Records sunk at Yukon swim championships

Record books required alterations following the 2013 Yukon Championships Invitational Meet hosted by the Whitehorse Glacier Bears at the Canada Games Centre on Friday and Saturday. Two club records and eight meet records were set by Whitehorse swimmers.

Record books required alterations following the 2013 Yukon Championships Invitational Meet hosted by the Whitehorse Glacier Bears at the Canada Games Centre on Friday and Saturday.

Two club records and eight meet records were set by Whitehorse swimmers, plus three more achieved qualifying times that could lead to spots on Yukon’s swim team at the Canada Summer Games this August.

Glacier Bears’ Matthew Blakesley set his first club record swimming in the 50-metre butterfly with a time of 35.38 seconds.

The butterfly is his best stroke, said Blakesley, who was competing in the boys 11-12 division.

“I feel really proud of myself,” said Blakesley. “I’m astonished.

“My supportive teammates – they cheered me on in every single race I swam.”

Blakesley captured two first place and five second place finishes, including in the 50-metre butterfly. The 12-year-old also won silver in the 200-metre individual medley at the B.C. AA Short-Course Championships in February.

“I’ve been working really hard this year,” said Blakesley. “I wanted to get a lot better at swimming because I love it.”

Teammate Thomas Bakica was the other club record setter. Bakica rewrote the books in the 200-metre breaststroke for boys 10-and-under, completing the race in 3:34.68.

The 10-year-old broke his own record in the event and now holds two short-course records with the club, including in the 200-metre freestyle.

“It’s my best stroke,” said Bakica of the breaststroke. “It feels pretty good. I already broke the club record, so after you’ve broken your own time, you know you’ve broken the club record. So I was pretty excited that I did that.”

Bakica won a total of seven races and got his AA time in the 50-free, “which was a big accomplishment for me,” said Bakica. “Also in my 200 breast and 100 breast I have AA times … those AAs I got before the meet.”

He also set a meet record in the 100-metre breaststroke at 1:42.18.

“I think it was really fun,” said Bakica. “My coach (Shereen Hill) is really supportive and that’s the best thing: to have fun.”

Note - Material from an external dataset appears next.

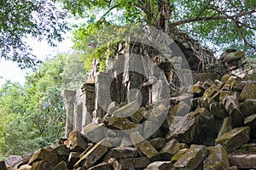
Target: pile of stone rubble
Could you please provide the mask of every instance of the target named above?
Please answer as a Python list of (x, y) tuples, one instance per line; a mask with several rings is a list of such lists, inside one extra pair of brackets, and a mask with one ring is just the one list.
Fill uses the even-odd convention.
[[(133, 68), (127, 61), (132, 59), (125, 57), (125, 64), (119, 63), (125, 74), (117, 72), (111, 80), (112, 102), (108, 94), (100, 95), (108, 89), (101, 84), (108, 80), (106, 73), (97, 74), (95, 83), (84, 83), (82, 92), (64, 92), (66, 138), (9, 169), (256, 168), (256, 153), (234, 154), (256, 139), (256, 76), (244, 66), (243, 53), (231, 51), (216, 61), (219, 66), (212, 69), (224, 74), (190, 73), (194, 83), (188, 87), (178, 84), (178, 74), (172, 74), (183, 69), (179, 58), (160, 63), (166, 79), (153, 82), (125, 71), (137, 65)], [(120, 60), (108, 59), (112, 74)], [(150, 74), (154, 77), (157, 72)], [(141, 96), (137, 91), (130, 95), (132, 88)], [(3, 162), (0, 169), (7, 169)]]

Emerging powerhouse sisters Cassis Lindsay and Rennes Lindsay set four meet records between them.

Cassis, swimming in girls 11-12, set a meet record in the 100-metre breaststroke at 1:12.34 and in the 200-metre individual medley at 2:42.39.

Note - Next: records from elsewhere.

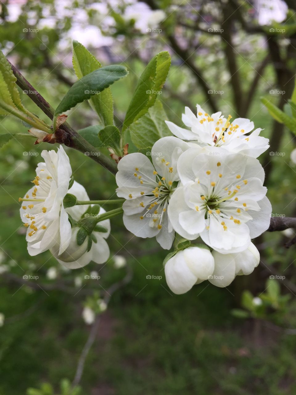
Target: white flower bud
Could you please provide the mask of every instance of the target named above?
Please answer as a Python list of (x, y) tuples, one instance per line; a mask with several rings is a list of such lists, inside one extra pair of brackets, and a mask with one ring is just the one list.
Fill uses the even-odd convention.
[(166, 263), (167, 282), (174, 293), (184, 293), (197, 283), (207, 280), (214, 267), (214, 258), (208, 248), (189, 247), (178, 252)]
[(84, 322), (88, 325), (93, 324), (96, 318), (96, 314), (94, 310), (87, 306), (84, 307), (82, 311), (82, 317)]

Rennes, swimming in girls 10-and-under, broke a meet record in the 50-metre breaststroke at 44.49 seconds and in the 200-metre individual medley at 2:57.98.

Bakica’s older brother, Luke, set a meet record for boys 11-12, completing the 200-metre individual medley in 2:49.95.

Glacier Bears’ Aidan Harvey finished the 200-metre breaststroke in 3:08.68 for a new meet record in boys 10-and-under.

Adrian Robinson, the oldest swimmer to set a meet record, swam the 100-metre breaststroke in 1:18.85 for a boys 13-14 record.

Three Glacier Bears are officially in the running to make Team Yukon for the Canada Games this summer in Quebec. To be eligible for the team the swimmers had to post times that match the 14-year-old AA standard.

Making the standard were Emily Crist in the 50-metre freestyle, Taylor Harvey in the 50-metre backstroke and Isabel Parkkari in the 800-metre freestyle and the 100-metre breaststroke.

“The qualifying standard is the first step, and then they get nominated to the team,” said Glacier Bears head coach Stephanie Dixon. “They’ll officially announce the team this week or next week and then (others will) have three last-chance meets to make it. The official team will be announced, and then for any of the empty spots they’ll get last-chance meets to fill it.”

Rennes Lindsay also reached the Games team standard, but she is too young to go to these upcoming Canada Games.

“But she won’t be going because she’s so little,” said Dixon. “But it was a great accomplishment just to qualify.”

About 100 Glacier Bears and seven from Alaska’s Haines Dolphins Swim Team took part in the championships.